Dr. Robert L. Hirsch is a Senior Energy Program Advisor at SAIC and a consultant in energy, technology, and management. Previously, he was a senior staff member at RAND (energy policy analysis), Executive Advisor at Advanced Power Technologies, Inc. (environmental and defense R & D), Vice President of the Electric Power Research Institute, Vice President and Manager of Research and Technical Services for Atlantic Richfield Co. (oil and gas exploration and production), Founder and CEO of APTI (commercial & Defense Department technologies), Manager of Exxon’s synthetic fuels research laboratory, Manager of Petroleum Exploratory Research at Exxon (refining R & D), Assistant Administrator of the U.S. Energy Research and Development Administration responsible for renewables, fusion, geothermal and basic research (Presidential Appointment), and Director of fusion research at the U.S. Atomic Energy Commission and ERDA.

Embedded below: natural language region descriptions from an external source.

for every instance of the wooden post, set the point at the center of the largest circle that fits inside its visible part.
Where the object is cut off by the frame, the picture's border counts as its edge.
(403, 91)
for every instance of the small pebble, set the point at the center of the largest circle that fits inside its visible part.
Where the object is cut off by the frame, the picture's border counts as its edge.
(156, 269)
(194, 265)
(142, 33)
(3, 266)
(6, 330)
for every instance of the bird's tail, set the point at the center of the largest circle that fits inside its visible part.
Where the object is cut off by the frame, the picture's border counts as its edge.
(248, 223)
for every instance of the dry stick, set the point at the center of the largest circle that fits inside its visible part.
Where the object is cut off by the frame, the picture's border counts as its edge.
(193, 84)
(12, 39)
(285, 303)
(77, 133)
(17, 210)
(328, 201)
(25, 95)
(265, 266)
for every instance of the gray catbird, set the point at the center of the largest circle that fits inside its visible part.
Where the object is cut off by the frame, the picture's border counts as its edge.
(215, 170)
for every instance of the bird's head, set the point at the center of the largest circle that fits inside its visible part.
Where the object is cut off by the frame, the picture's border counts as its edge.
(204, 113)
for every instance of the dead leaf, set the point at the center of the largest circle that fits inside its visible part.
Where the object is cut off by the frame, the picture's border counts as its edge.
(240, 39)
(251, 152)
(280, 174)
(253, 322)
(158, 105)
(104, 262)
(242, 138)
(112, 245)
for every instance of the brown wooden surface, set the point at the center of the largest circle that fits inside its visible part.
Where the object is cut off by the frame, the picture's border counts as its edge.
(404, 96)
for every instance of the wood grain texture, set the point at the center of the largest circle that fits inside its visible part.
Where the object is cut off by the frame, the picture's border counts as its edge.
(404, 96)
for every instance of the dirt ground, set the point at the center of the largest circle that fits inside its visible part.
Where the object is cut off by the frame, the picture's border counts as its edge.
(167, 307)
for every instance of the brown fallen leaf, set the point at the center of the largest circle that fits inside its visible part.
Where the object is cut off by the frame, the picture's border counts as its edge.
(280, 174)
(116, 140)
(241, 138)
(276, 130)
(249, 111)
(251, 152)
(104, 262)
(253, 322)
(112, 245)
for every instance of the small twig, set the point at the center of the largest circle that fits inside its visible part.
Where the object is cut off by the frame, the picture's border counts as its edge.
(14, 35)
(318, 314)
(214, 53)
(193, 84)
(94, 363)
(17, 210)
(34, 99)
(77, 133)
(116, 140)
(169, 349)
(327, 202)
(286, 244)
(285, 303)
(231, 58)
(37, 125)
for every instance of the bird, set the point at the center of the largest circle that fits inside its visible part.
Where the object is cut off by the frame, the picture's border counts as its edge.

Dr. Hirsch has served on advisory committees for a number of U.S. Department of Energy programs and national laboratories, the General Accounting Office, the Office of Technology Assessment, the Gas Research Institute, and NASA. He holds 14 patents and has over 50 publications. He is the former Chairman of the Board on Energy and Environmental Systems of the National Research Council, the operating arm of the National Academy of Sciences, has served on a number of National Research Council committees and is a National Associate of the National Academies.